Combined variations in sleep, physical activity, and nutrition and the risk of major adverse cardiovascular events
Small, achievable improvements in sleep, exercise, and diet together meaningfully reduce heart attacks and strokes in real-world populations.
This large UK Biobank prospective cohort study (n=53,242) quantifies the combined dose-response effect of sleep, physical activity, and nutrition on major cardiovascular events over 8 years of follow-up.
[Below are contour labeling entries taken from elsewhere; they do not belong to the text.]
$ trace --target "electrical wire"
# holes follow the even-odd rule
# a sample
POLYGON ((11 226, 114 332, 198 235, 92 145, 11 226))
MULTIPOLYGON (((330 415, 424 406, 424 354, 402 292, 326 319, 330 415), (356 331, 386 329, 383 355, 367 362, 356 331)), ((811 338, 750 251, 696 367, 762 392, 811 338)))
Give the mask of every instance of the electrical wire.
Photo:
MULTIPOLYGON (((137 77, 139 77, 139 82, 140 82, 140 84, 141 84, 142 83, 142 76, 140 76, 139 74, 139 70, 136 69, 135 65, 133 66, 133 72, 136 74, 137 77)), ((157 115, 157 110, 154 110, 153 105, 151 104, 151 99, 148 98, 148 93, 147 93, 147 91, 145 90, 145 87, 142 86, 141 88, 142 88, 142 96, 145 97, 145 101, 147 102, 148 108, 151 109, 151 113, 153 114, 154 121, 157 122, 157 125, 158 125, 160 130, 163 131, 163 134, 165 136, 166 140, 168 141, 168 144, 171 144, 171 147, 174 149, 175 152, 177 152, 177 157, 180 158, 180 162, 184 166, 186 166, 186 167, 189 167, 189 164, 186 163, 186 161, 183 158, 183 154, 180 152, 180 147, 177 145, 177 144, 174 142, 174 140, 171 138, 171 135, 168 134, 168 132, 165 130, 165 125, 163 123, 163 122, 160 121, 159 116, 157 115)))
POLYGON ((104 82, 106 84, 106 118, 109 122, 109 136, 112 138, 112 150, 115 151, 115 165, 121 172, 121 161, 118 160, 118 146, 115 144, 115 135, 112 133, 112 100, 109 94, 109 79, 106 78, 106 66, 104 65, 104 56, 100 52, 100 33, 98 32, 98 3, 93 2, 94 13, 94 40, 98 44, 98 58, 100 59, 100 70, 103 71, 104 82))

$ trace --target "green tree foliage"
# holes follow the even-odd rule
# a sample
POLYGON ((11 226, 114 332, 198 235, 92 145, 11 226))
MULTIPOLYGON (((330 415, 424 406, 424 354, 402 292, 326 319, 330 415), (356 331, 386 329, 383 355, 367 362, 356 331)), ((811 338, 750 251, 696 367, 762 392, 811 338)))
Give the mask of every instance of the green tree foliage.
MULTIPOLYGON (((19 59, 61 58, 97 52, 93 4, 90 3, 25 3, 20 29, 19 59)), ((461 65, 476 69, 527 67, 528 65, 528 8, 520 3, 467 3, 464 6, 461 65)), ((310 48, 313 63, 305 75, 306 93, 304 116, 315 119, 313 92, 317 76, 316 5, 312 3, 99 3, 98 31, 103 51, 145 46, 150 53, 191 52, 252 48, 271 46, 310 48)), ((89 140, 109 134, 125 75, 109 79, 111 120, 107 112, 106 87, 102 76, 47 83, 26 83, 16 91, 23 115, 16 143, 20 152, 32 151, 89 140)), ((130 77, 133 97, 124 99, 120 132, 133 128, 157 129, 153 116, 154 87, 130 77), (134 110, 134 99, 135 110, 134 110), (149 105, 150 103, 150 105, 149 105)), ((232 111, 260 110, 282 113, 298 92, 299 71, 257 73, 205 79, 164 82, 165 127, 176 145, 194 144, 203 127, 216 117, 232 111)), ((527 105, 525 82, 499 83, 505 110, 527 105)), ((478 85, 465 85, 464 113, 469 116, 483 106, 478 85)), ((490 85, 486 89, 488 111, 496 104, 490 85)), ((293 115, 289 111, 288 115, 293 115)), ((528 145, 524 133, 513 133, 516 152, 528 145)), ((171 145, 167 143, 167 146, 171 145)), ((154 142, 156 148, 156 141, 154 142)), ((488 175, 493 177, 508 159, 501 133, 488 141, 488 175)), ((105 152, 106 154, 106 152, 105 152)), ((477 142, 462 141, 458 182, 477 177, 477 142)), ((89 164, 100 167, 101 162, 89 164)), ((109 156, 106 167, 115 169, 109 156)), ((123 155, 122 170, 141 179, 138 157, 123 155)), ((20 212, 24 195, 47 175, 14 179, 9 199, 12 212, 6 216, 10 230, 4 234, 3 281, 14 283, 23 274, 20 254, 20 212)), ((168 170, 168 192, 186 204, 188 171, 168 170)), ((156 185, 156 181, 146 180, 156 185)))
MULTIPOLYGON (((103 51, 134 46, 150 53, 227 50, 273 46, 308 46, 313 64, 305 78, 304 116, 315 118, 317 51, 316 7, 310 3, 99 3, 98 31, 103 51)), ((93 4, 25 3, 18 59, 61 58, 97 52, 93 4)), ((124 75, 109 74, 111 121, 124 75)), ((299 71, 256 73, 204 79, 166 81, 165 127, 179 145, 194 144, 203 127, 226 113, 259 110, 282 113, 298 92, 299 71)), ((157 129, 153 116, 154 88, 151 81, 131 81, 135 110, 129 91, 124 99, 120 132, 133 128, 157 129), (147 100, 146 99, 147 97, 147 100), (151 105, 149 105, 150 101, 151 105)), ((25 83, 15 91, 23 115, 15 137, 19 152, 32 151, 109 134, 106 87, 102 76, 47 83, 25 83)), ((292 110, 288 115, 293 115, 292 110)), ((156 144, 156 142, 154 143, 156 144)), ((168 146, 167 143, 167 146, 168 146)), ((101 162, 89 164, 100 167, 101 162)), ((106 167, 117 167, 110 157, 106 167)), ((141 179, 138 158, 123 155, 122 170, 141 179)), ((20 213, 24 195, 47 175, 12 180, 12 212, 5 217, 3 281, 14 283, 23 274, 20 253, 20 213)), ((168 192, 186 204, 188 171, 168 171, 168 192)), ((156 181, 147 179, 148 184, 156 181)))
The finding that minimal combined improvements across all three lifestyle domains—achievable by most adults—associate with clinically meaningful MACE reductions suggests multibehavioral interventions may be more effective and sustainable than single-behavior approaches.
What the study was
- Study design
- Prospective cohort (UK Biobank), wearable-measured SPAN behaviours
- Population
- UK Biobank adults, median age 63.0 years
- Sample size
- 53242
- Category
- Prevention
- Maturity
- Validated
- Journal
- European Journal of Preventive Cardiology
Why it surfaced
Large validated prospective cohort; quantifies minimum-change thresholds useful for clinical guidance; directly relevant to cardiovascular-metabolic watchlist topic. Observational design caps at STANDARD.
A plain-language summary of published research — not medical advice. Talk to a clinician about your own care.